Once, and not so long ago, the armed forces had all the best toys. America’s information-technology industry was powered by military budgets, and consumer electronics fed on the scraps. Now, the roles are being reversed. And there are few better illustrations of that reversal than an unmanned aircraft called Razor.
Raven, the American armed forces’ workhorse small UAS (it has a wingspan of 1.3 metres and is used for reconnaissance) is built using conventional techniques by AeroVironment, a Californian firm, and is controlled by bespoke software. It costs $76,000 a pop. Razor, an experimental aircraft designed by the MITRE Corporation (a not-for-profit organisation that manages government research programmes) and the University of Virginia, is turned out to order by 3D printers and is controlled by an Android smart phone loaded with freely available apps. It costs $2,000.

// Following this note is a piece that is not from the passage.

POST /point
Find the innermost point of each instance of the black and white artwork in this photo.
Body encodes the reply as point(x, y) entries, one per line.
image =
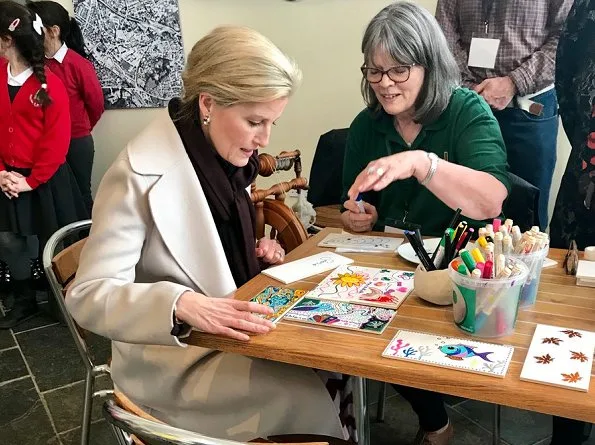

Razor is the brainchild of Michael Balazs and Jonathan Rotner. It grew out of a project Dr Balazs worked on two years ago to rebuild an old military robot. He found this challenging because the machine’s proprietary electronics and custom software were both outdated. That started him thinking about standardising military robots by using off-the-shelf components and open-source programs to make them. And the leading source of both was and remains smart phones.
These days, even a run-of-the-mill phone has GPS built into it, meaning it can be used for navigation. Pretty well every phone also has a video camera, so a drone equipped with one could see where it was going, and what surrounded it. And any mobile phone, by definition, has a radio transmitter and receiver. These, and any other goodies it might possess in the way of apps that have been loaded onto it, can be connected to other electronic devices—such as those that might steer and operate a robot—by what is known as a breakout board.
Dr Balazs, Dr Rotner and their colleagues at the University of Virginia, led by David Shefler, first tried the idea on radio-controlled toy cars. Their Android cars were able to communicate with each other and thus co-ordinate their efforts. In one demonstration, for example, the cars explored a sports stadium without human guidance, using their instruments to build up a map of the stadium’s temperature and the intensity of the sunlight in different parts of it. Programming the ability to detect such things into the cars was easy because hundreds of thousands of Android apps are available. It was just a question of picking the right ones. And if something needed tweaking, because it was almost, but not quite, suitable, that was not usually too hard.
Having proved their point in two dimensions, the researchers were then ready to add the third and build an Android-powered drone. If bought from a contractor, military-grade drone hardware is expensive. They therefore printed their own.
Their first attempt, Wendy, required 17 separate printing operations, had a wingspan of two metres and took a week to come off the press. Wendy mark I crashed after getting caught in a crosswind, but this gave Dr Balazs and Dr Rotner a chance to see which pieces of her structure had best survived the impact. Using this knowledge they carried out a swift redesign in the field and Wendy mark II was ready for them when they returned to base a few days later.
Wendy’s successor, Razor, is printed in a single run and is ready to fly in a day and a half. It has a wingspan of a metre and can cruise at 70kph for 40 minutes. And Razor has real reconnaissance capability. To show what it can do, the team had one sweep over a wide area taking aerial pictures, which they then stitched together into a high-resolution map using (of course) free software.
Whether America’s armed forces will take up Dr Balazs’s and Dr Rotner’s invention remains to be seen. It will certainly need more testing. But, from the American point of view, it also raises worrying questions. 3D printers are becoming commonplace. Smart phones are cheap. And apps are abundant. It must surely be the case that others, without the Pentagon’s massive procurement budget and therefore droneless at the moment, will be looking with interest at what MITRE has achieved.